Arum tampak gelisah. Ia menyesal tadi tidak menerima tawaran Ratih untuk menelponenya, kalau tadi Ratih menelponnya pasti sudah sejak awal dia tau bahwa Aryo tidak bisa dihubungi, dan mungkin di kantor masih bisa. Sekarang Aryo sudah pulang, tapi bagaimana menghubunginya? Arum tak bisa berbuat lain kecuali menelpone dokter Bram. Barangkali dia bisa menolongnya.
"Apa aku pulang saja kerumah? Tapi tidak, banyak hal yang harus diselesaikannya, nanti Angga akan bingung dan bertanya-tanya," pikir Arum.
Lalu ditelponenya dr Bram.
"Ya bu Arum?"
"Mas Bram sudah dirumah?"
"Sudah dari tadi, bagaimana? Bu Arum dimana?"
"Saya dirumah ibu dari tadi siang."
"Ibu.....
"Ibu saya sendiri...bu Martono.. bukan bu Suryo.."
"Oh, berarti bisa ketemuan sama pak Aryo? Atau bu Arum mau pulang kerumah?"
"Tidak mas Bram, belum waktunya, saya tidak mau Angga bingung. Saya harus bicara pelan-pelan sama bu Suryo."
"Lalu bu Arum mau minta agar pak Aryo datang kemari?
"Itulah, saya ingin menemuinya, berkali-kali saya hubunginya tidak bisa, setelah saya menelpone ke kantor dia sudah nggak ada dikantornya. Kata sekretarisnya hp nya hilang."
"Waduh... tapi kalau tidak bisa ketemu sayang sekali, bu Arum sudah kesini. Tunggu sebentar, saya akan mencarinya."
"Mencari kemana mas, aduh.. jangan merepotkan lho."
"Tidak, tenang saja, yang penting hari ini bu Arum harus ketemu pak Aryo."
"Terimakasih banyak mas Bram."
"Bagaimana?" tanya bu Martono setelah telephone ditutup.

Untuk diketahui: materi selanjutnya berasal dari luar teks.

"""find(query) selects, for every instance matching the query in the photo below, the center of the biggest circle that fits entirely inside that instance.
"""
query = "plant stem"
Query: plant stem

"Mas Bram mau mencari mas Aryo. Nggak enak sebenarnya, bikin repot. Tapi dia sangat bersungguh-sungguh membantu Arum."
"Dia sangat baik, itu sebabnya ibu angkatmu ingin dia menjadi isterinya."
Arum menghela nafas.
"Tidak mudah bagi dia untuk memilih isteri, apalagi dia tau kalau Arum masih punya suami."
***
Dokter Bram meluncur kearah rumah Aryo. Ketika bertemu Aryo sudah mengatakan dimana alamatnya. Kasihan Arum kalau sampai tidak bisa bertemu suaminya.
Didepan sebuah rumah yang dikatakan Aryo, Bramasto berhenti. Ia melihat seorang anak kecil berlarian dibawah pohon mangga, seorang gadis mengejarnya. Bram tau, dia adalah Ratih, dan Angga.
Bramasto turun dari mobil, perlahan memasuki halaman.
"Selamat sore.." sapa Bramasto.
Ratih berhenti mengejar Angga. Melihat siapa yang datang, Ratih terkejut.
"Pak Bram?"
"Ya bu Ratih, terimakasih masih mengingat saya."
"Ah, sudah diantar sampai kerumah, masa saya bisa lupa? Silahkan masuk."
"Pak Aryo ada?"
"Oh, pak Aryo belum pulang. "
Angga mendekati Ratih. Menatap laki-laki asing didepannya.
"Angga, ayo kasih salam sama om dokter."
"Dokter? Siapa yang sakit?" tanya Angga lugu.
Ratih tertawa
"Tidak ada yang sakit, pak dokter ini temannya bapak, ayo kasih salam."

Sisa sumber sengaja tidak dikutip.